Окна верхних этажей еще светят, но лавки и склады нижних давно заперты, и в проходах мрак: только бродят кое-где, низко над мостовою, фонарики нищих, выбирающих из уличного сора корки хлеба, окурки, жестянки, бутылки из-под оливкового масла. Поминутно натыкаюсь на спящих собак, на сторожей, звонко бьющих на ходу железными дубинками в мостовую, на огоньки сигар, на разговоры мелькающих мимо матросов и других ночных гуляк. Из освещенных окон тоже слышится говор и смех или прыгающие звуки шарманок с позвонками… Но дом подворья тих и темен.
Привратник, спящий в прохладных сенях, за тяжелыми полукруглыми дверями, не спеша отворяет — и, вместе с темнотою, меня охватывает запах плесени, сырости.
Тот же запах и в гулких каменных коридорах, по которым, со свечой в руке, бежит впереди меня молодой монах в мужицких сапогах, в черном подряснике и черной вязаной шапке, рябой, с бирюзовыми живыми глазами, с торопливо-услужливыми движениями.
В высоком номере, крашенном масляной краской, очень чисто, кровать покрыта грубым, но свежим бельем. Быстро раздеваюсь, тушу свечу и засыпаю среди криков, несущихся с улицы, стука сторожей, говора проходящих под окнами и нескладной, страстно-радостной и в то же время страстно-скорбной восточной музыки, прыгающей в лад с позвонками.

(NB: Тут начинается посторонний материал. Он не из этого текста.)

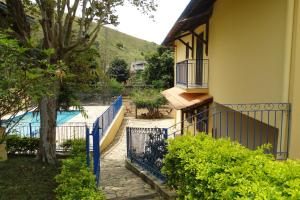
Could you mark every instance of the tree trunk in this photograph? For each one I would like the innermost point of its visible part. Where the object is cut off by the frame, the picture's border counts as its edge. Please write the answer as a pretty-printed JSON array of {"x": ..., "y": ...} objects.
[{"x": 47, "y": 151}]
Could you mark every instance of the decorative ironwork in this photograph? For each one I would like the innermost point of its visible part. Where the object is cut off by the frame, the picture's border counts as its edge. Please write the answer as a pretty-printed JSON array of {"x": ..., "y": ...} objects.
[{"x": 147, "y": 147}]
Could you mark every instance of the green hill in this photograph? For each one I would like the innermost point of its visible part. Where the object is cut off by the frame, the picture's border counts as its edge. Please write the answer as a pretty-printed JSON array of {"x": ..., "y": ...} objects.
[{"x": 116, "y": 44}]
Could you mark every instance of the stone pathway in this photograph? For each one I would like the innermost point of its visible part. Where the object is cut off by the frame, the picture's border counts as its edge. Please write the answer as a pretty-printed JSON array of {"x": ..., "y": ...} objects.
[{"x": 116, "y": 181}]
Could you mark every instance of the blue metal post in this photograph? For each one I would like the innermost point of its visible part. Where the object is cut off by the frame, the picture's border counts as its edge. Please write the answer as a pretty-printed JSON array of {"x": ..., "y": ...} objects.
[
  {"x": 165, "y": 133},
  {"x": 127, "y": 141},
  {"x": 30, "y": 130},
  {"x": 96, "y": 151},
  {"x": 87, "y": 140}
]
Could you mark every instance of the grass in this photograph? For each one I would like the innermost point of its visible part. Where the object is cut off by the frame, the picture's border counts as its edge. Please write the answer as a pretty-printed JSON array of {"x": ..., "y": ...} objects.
[
  {"x": 22, "y": 177},
  {"x": 133, "y": 48}
]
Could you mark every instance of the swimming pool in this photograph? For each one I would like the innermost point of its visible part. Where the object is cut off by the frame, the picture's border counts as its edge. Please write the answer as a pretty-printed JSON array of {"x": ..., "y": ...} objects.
[
  {"x": 29, "y": 125},
  {"x": 62, "y": 117}
]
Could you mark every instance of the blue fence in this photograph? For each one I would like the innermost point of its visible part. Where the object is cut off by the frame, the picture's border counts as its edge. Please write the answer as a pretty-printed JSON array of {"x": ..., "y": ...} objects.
[{"x": 99, "y": 130}]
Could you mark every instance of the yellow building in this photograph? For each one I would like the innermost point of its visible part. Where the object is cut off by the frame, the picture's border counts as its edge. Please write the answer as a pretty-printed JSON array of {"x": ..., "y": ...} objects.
[{"x": 237, "y": 72}]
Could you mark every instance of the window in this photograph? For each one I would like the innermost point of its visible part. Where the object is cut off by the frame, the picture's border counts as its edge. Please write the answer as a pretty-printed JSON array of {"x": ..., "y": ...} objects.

Утром вскакиваю очень рано от свежести, плывущей в окно с моря, от звона колокола в верхнем этаже подворья. И, одеваясь, вижу в окно вымпела за домами, а внизу — узкую улицу, еще влажную, в прохладной тени, но уже полную деревенскими бараньими шапками погонщиков и целыми стадами ослов, на которых качаются корзины дров, овощей и сыра… Слава богу, день солнечный — я опять увижу Ая-Софию в солнечное весеннее утро!

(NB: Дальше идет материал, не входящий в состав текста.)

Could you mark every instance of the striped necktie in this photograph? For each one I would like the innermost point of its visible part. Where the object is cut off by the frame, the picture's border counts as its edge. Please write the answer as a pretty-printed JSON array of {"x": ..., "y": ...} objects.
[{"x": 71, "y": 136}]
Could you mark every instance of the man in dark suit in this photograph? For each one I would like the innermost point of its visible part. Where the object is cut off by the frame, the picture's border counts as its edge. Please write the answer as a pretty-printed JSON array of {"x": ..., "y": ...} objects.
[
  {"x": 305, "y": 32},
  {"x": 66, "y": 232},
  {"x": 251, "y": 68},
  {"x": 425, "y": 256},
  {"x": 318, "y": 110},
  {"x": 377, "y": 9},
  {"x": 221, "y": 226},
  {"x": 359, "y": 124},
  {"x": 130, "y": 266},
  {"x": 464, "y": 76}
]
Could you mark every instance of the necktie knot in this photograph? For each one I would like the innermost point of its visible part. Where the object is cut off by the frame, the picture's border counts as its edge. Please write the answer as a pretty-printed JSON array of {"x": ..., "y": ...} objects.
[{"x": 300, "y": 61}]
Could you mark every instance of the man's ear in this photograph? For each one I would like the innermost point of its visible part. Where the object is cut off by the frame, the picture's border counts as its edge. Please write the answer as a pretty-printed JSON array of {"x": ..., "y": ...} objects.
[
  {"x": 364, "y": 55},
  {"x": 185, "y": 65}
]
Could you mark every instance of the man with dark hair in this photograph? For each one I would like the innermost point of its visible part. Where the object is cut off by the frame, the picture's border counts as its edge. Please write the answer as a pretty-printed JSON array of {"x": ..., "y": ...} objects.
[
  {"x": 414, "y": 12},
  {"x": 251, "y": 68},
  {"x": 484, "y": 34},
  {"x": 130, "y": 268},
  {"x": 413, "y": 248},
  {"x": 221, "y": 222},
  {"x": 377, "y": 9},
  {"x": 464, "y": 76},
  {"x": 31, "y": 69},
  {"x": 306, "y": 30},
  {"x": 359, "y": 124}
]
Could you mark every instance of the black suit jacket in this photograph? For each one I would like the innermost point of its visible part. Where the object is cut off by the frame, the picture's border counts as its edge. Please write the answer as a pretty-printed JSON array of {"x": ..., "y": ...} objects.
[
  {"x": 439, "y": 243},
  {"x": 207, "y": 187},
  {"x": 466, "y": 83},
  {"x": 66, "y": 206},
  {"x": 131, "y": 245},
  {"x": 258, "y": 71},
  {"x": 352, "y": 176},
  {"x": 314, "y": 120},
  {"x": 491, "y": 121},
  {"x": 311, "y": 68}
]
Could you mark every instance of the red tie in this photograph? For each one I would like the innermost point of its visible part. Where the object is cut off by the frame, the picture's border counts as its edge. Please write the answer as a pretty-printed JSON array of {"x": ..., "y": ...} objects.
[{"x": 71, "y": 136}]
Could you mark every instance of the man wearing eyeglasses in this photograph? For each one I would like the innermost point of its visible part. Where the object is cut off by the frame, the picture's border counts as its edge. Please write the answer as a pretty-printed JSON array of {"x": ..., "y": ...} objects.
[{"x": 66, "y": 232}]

Герасим стоит возле подворья и рассеянно болтает с монахами, поминутно пожимая, по южному обычаю, плечом. Сегодня он в старом картузике с пуговкой, но зонт, который никогда не раскрывается, опять с ним.
Обмениваемся улыбками и пускаемся в путь.
Из окон тянет вонью оливкового масла, в котором шкварят рыбу, летят на улицу помои и слышится бранчивая скороговорка гречанок. Дурачок в лохмотьях и в двух рваных шляпах, криво надетых одна на другую, со всех ног бросается мимо меня в стаю соловых шелудивых собак и, отбив у них тухлое яйцо, с жадностью выпивает его, дико косясь на проходящих бельмом красного глаза. Сплошная волнующаяся масса черных баранов, мелко перебирающих копытцами, теснится под азартные крики чабана, а среди них, на худенькой лошадке, на деревянном седле, опутанном веревками, пробирается старик-турок, лопоухий, лилово-бурый от загара, в тюрбане и бараньей куртке, с седыми курчавыми волосами на раскрытой груди. За ним бежит и на бегу орет диким голосом босоногий водонос с мокрым сизым бурдюком на спине. Дальше идут длинноухие, задумчивые ослики под корзинами с мусором и кирпичами, тяжело и быстро семенит носильщик-армянин, согнувшийся в три погибели под огромным зеркальным шкапом, от которого по домам мелькают веселые блики солнца. Ковыляют на французских каблучках две толстеньких турчанки, с головой закутанные в фередже цвета засушенной розы.